The staff members have extensive knowledge of West Virginia government and politics. They include:
● Leann Ray, editor-in-chief: Ray, a Poca native, spent more than 10 years at the Charleston Gazette and Charleston Gazette-Mail as a copy editor, news editor, breaking news editor and city editor. In 2018, she resurrected the Gazette-Mail’s teen journalism program, FlipSide, a monthly publication written by middle and high school students. She also worked as a reporter in North Central West Virginia, covering arts and entertainment, health and city/county government. Ray has a B.S. in news – editorial and an M.S. in journalism from West Virginia University. She’s won awards for reporting and her work with FlipSide.
● Caity Coyne, reporter: Coyne, a San Diego, California native, is an award-winning reporter and one of the inaugural three Report for America corps members. RFA placed Coyne at the Charleston Gazette-Mail in 2018 to report on the southern coalfields. After two years with RFA, Coyne then covered health at the Gazette-Mail, focusing on COVID-19, HIV, harm reduction, clean water access, chronic disease, abortion and the drug epidemic in West Virginia. Coyne has a B.S. in print journalism from West Virginia University.

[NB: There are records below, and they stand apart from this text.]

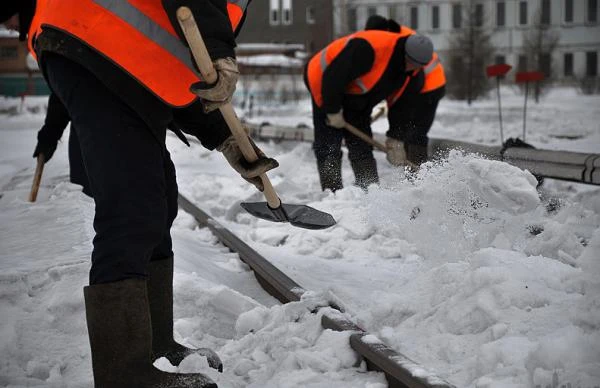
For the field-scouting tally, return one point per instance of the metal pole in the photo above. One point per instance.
(525, 109)
(499, 109)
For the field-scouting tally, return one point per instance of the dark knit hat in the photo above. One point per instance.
(419, 49)
(376, 22)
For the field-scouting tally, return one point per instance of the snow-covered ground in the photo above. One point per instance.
(464, 268)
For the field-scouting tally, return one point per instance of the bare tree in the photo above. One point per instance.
(539, 43)
(471, 51)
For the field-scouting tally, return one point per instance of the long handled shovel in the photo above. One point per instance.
(273, 210)
(37, 178)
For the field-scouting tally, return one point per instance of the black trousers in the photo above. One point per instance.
(411, 116)
(130, 174)
(328, 151)
(76, 168)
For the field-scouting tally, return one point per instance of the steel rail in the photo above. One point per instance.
(400, 371)
(564, 165)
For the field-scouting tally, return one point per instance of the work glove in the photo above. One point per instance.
(250, 171)
(336, 120)
(396, 154)
(46, 145)
(219, 93)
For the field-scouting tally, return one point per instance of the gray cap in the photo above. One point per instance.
(419, 49)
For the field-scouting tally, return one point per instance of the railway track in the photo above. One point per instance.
(400, 370)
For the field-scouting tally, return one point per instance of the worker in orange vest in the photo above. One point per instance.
(346, 80)
(411, 111)
(412, 107)
(124, 72)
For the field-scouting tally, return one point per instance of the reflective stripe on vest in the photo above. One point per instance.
(383, 44)
(135, 34)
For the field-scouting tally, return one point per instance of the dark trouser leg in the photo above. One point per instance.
(125, 164)
(328, 151)
(160, 288)
(361, 159)
(76, 166)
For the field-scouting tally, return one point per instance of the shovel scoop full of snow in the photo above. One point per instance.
(302, 216)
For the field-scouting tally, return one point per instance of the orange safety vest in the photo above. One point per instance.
(383, 44)
(434, 79)
(134, 34)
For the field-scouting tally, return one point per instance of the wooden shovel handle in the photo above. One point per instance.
(366, 138)
(37, 178)
(196, 43)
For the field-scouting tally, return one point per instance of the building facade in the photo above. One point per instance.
(306, 22)
(575, 22)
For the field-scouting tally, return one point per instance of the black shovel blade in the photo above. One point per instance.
(301, 216)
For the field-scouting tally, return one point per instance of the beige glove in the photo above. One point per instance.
(219, 93)
(396, 154)
(249, 171)
(336, 120)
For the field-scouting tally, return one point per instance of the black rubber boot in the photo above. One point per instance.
(365, 172)
(118, 321)
(160, 297)
(330, 172)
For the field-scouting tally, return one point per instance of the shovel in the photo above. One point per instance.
(37, 178)
(273, 210)
(364, 137)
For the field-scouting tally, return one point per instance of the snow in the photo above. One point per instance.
(464, 268)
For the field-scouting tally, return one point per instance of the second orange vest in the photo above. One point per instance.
(383, 44)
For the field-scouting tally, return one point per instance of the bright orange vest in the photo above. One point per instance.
(134, 34)
(383, 44)
(434, 79)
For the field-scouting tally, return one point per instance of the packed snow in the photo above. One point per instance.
(464, 267)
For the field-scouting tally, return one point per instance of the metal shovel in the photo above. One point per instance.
(273, 210)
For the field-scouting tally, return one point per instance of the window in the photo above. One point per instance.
(414, 18)
(568, 11)
(500, 14)
(478, 15)
(9, 52)
(591, 64)
(592, 16)
(568, 64)
(435, 17)
(522, 13)
(522, 63)
(456, 16)
(352, 19)
(395, 12)
(545, 64)
(286, 15)
(545, 18)
(274, 12)
(310, 15)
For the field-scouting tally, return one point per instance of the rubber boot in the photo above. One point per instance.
(118, 321)
(330, 172)
(160, 297)
(365, 172)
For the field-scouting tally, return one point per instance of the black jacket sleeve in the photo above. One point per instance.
(353, 61)
(210, 128)
(213, 22)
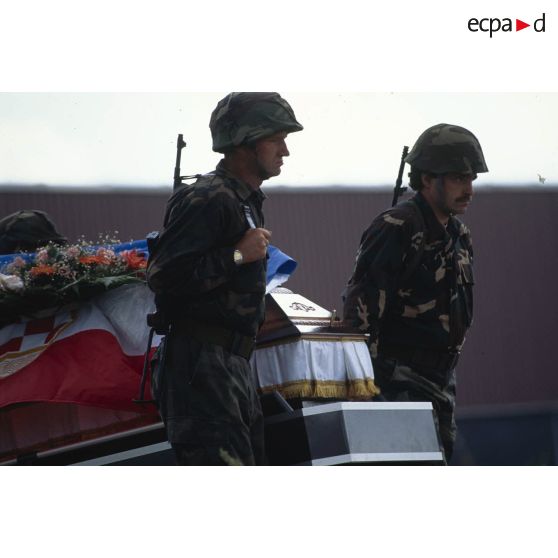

● Lori Kersey, deputy editor: Kersey, a Sissonville native and award-winning journalist, has more than 10 years experience covering news in West Virginia. She’s spent most of her journalism career at the Charleston Gazette-Mail as both a reporter and editor. She covered government, health and business beats, and worked as both assistant city editor and weekend editor. Kersey also worked for the Ironton Tribune in Ironton, Ohio, and the Georgetown News-Graphic in Georgetown, Kentucky. Kersey has a B.A. in journalism from Marshall University and an M.A. in communications from Morehead State University.
● Amelia Ferrell Knisely, reporter: Knisely, a Rand native, is an award-winning investigative reporter with 10 years experience in journalism focusing on poverty, child welfare, public health, social services and education. She’s worked at The Tennessean, Charleston Gazette-Mail, Mountain State Spotlight and West Virginia Public Broadcasting. Knisely has a B.S. in political science from Shepherd University and an M.A. in communication studies from Marshall University. The 35th state will become the 35th member state of States Newsroom, a national nonprofit network of newsrooms funded by individual contributions and institutional grants.